Ты типа в отпуске была, а мы с Петькой тебя типа на вокзале встречаем, идет? С оркестром, с музычкой полковой и охапками цветов. Я на всякий случай изучил расписаньице, и вот что получается — первая дневная электричка уходит от вас в 12–17. Значит ровно в 13–10 мы с Петей на вокзале, у головного вагона, а ты такая выплываешь — с чемоданчиком, шляпной картонкой и маленькой собачонкой. Паровоз дает гудок, клубы пара, поцелуи, главные герои скрываются от назойливых глаз и надпись во весь экран — хеппи энд. Как тебе планчик?

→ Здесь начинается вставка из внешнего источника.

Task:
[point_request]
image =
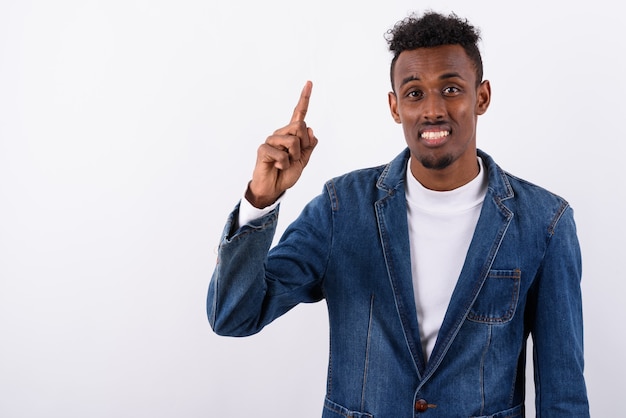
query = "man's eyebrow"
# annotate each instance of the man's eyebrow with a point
(409, 79)
(451, 75)
(444, 76)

И не забудь — первого сентября учебники получать, и никто, кроме меня, с доставкой на дом не справится. У вас на психфаке таких мальчиков нет, я хорошо изучил вопрос. Они могут поднять от силы две книжки и то сразу надорвутся. Аська, я больше не могу, приезжай. Трамвай куплю, как обещал, пока что игрушечный, а там посмотрим. Приедешь?
* * *
30.08
Здравствуй, мой зелененький дружочек.
Ты наверняка обижен, ведь я бросила тебя в ДАСе, с этими ужасными тетками!.. Я же не знала, что они совершат интервенцию и осквернят нашу комнату. Надеюсь, они тебя не тронули, но ни о чем не спрашиваю, ни о чем. Спешу поделиться свежими новостями — сегодня их есть у меня. Подборка газетных сенсаций, на первой полосе Петя в трусах и в майке. Интригует?
Еще как интригует. Жизнь пошла какая-то полосатая и чудесатая. На той неделе мы были несчастные и бездомные, а теперь — обладатели пятиместного матраса и кадки с лопухами. Комната огромная, в ней можно устроить бальную залу или конюшню (как выйдет), а в аппендиксе гардероб. Оказывается, если отселить соседей, снести шкафы и разобрать по винтикам кровати, тут столько места!.. Баев обещал завхозихе восстановить ДАСовский интерьер по первому же требованию. Она была очень недовольна, что мы все устроили по-своему, но смирилась.